The Albanese Government has chosen not to implement date-related recommendations made in the final report of the ‘Review of live sheep exports by sea to, or through, the Middle East during the Northern Hemisphere summer’.
Nationals leader David Littleproud last week said the Department of Agriculture’s review recommended ways to improve animal welfare.
“The review makes several date-related recommendations to reduce the prohibition period during the Northern Hemisphere summer to certain destinations where heat stress risks are less than previously understood.
“These recommendations will not be implemented,” the review report said.
Mr Littleproud has questioned why the recommendations would not be implemented.
“Minister Murray Watt said he was banning live sheep exports because of the science – now not only will he not table that science, he’s ignoring the independent regulators science and needs to detail why.
“Why has the Government declined to accept the recommendations, to shorten the prohibition periods for Oman and destinations in the Red Sea?” the Nationals leader said.
“We suspect this is due to pressure from the Greens – consistent with Labor’s election pledge to shut down live sheep exports.
“The fact the Government is ignoring live sheep export advice is extremely concerning.”

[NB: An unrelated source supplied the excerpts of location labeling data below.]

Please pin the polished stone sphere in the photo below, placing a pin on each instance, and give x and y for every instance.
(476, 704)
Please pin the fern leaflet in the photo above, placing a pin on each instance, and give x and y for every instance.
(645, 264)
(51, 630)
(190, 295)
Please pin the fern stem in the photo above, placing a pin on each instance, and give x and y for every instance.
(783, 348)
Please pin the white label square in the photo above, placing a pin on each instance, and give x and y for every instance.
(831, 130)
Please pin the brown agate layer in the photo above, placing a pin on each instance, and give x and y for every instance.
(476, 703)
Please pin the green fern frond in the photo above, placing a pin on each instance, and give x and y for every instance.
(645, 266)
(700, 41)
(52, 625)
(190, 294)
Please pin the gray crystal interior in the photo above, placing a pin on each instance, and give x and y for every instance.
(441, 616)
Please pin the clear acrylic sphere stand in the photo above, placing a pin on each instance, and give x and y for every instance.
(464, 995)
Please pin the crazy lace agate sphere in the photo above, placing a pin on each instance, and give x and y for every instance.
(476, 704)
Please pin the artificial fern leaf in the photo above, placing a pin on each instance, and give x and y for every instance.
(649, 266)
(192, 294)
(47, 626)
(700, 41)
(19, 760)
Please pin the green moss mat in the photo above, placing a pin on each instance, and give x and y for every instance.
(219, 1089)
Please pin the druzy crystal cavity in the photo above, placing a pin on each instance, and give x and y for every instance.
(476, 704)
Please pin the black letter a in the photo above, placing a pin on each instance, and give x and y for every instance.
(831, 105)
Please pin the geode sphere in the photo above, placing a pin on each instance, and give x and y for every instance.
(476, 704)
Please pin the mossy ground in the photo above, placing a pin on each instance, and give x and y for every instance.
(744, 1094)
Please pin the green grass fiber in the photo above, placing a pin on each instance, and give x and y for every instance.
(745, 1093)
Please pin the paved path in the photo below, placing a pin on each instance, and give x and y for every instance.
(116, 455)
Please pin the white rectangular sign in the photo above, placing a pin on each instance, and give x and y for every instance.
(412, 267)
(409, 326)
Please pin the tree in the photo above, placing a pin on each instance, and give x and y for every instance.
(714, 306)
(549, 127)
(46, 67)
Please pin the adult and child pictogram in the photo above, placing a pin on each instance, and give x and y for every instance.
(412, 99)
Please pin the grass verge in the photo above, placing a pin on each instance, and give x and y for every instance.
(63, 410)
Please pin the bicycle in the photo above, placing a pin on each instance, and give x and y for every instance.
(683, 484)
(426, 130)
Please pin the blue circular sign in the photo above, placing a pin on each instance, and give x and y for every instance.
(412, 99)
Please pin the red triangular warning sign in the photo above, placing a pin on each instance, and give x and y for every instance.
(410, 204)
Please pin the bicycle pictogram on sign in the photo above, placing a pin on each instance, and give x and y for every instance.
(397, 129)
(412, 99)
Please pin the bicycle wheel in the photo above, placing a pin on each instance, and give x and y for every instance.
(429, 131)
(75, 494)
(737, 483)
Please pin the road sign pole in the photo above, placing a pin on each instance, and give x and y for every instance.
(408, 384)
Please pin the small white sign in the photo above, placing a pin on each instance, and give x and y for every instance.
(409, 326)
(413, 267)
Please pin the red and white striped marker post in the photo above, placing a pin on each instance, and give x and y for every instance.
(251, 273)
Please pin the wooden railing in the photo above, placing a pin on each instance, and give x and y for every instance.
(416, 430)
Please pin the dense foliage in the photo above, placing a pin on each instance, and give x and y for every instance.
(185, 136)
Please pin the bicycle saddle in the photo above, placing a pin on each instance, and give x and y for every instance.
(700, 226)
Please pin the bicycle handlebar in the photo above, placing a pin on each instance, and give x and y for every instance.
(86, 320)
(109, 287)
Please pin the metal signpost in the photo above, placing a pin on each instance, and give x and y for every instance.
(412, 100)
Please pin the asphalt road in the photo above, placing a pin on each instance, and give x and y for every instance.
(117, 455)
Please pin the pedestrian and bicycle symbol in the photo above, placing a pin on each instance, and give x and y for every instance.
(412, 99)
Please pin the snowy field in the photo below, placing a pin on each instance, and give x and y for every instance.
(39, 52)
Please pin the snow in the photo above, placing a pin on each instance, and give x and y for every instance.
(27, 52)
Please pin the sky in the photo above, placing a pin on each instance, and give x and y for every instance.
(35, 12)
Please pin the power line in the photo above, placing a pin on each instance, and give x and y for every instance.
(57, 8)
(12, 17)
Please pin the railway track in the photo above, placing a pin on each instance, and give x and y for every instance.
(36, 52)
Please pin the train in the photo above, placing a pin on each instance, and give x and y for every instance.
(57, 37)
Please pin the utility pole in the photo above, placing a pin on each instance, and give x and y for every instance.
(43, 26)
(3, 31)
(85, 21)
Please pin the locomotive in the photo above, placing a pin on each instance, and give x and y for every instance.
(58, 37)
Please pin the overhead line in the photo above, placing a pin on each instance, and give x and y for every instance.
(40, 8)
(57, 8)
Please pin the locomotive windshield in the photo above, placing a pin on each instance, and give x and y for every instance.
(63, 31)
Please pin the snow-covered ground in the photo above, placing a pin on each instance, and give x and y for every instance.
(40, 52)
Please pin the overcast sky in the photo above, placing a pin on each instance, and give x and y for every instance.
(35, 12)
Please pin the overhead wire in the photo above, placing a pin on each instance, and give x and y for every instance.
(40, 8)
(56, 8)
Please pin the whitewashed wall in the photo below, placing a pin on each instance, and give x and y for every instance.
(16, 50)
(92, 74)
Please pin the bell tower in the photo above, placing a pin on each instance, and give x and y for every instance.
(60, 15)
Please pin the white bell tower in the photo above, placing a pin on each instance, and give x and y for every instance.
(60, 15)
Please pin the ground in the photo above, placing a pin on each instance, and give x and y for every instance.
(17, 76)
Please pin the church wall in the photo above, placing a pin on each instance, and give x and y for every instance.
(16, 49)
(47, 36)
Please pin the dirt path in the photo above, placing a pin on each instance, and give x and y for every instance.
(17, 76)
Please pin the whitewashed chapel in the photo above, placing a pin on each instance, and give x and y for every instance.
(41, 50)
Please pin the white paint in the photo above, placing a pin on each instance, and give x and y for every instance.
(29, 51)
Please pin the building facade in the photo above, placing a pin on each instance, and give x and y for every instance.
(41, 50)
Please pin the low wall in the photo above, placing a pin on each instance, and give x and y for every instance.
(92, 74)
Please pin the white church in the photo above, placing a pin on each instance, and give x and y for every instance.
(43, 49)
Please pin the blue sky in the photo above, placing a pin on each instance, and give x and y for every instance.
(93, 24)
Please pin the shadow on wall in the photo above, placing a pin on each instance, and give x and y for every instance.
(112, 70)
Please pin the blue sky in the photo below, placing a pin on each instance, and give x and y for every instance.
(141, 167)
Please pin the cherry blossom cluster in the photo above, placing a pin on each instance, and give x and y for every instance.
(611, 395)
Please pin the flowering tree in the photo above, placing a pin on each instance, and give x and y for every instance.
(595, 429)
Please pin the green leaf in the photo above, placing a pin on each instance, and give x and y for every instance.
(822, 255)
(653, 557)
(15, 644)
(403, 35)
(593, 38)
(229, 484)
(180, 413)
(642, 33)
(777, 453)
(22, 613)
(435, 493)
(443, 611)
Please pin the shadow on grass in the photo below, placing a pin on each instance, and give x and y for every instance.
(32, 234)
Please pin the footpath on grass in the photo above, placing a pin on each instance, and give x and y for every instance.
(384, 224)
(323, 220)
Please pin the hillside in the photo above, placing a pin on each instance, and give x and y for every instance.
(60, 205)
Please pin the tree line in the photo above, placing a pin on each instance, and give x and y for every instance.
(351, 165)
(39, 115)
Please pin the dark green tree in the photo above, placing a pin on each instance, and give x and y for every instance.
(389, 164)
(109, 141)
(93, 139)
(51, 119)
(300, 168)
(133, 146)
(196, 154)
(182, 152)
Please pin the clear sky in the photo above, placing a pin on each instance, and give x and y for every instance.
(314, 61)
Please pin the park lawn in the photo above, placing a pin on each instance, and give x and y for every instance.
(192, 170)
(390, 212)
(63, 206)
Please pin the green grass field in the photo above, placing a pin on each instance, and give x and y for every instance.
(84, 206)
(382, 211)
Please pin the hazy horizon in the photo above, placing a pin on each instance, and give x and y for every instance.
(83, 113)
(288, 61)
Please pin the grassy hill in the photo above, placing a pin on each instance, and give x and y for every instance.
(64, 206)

Government approach aimed at live sheep phase-out
Mr Watt told Sheep Central that the Government had made it clear that it intended to implement the election commitment to phase out live sheep exports.
“But we will do that in an orderly way, in consultation with industry and other stakeholders.
“We will consult on how we implement the commitment and over what time frame, because we want to seize opportunities to create more export dollars and regional jobs, especially through more onshore meat processing,” Mr Watt said.
Mr Littleproud said any plan to halt the live sheep export trade would destroy 3000 Australian jobs.
“The department is supposed to be the independent regulator of the live sheep industry.
“There is demand for live animal exports, not only on a cultural basis, but also on the basis that other countries don’t have the cold storage facilities needed,” he said.
“This is a food security issue for those countries.
“Our live sheep export trade is worth $107 million in 2021-22, increasing to $119 million next year,” he said.
“Continuing this trade is common sense because it is crucial for our country.”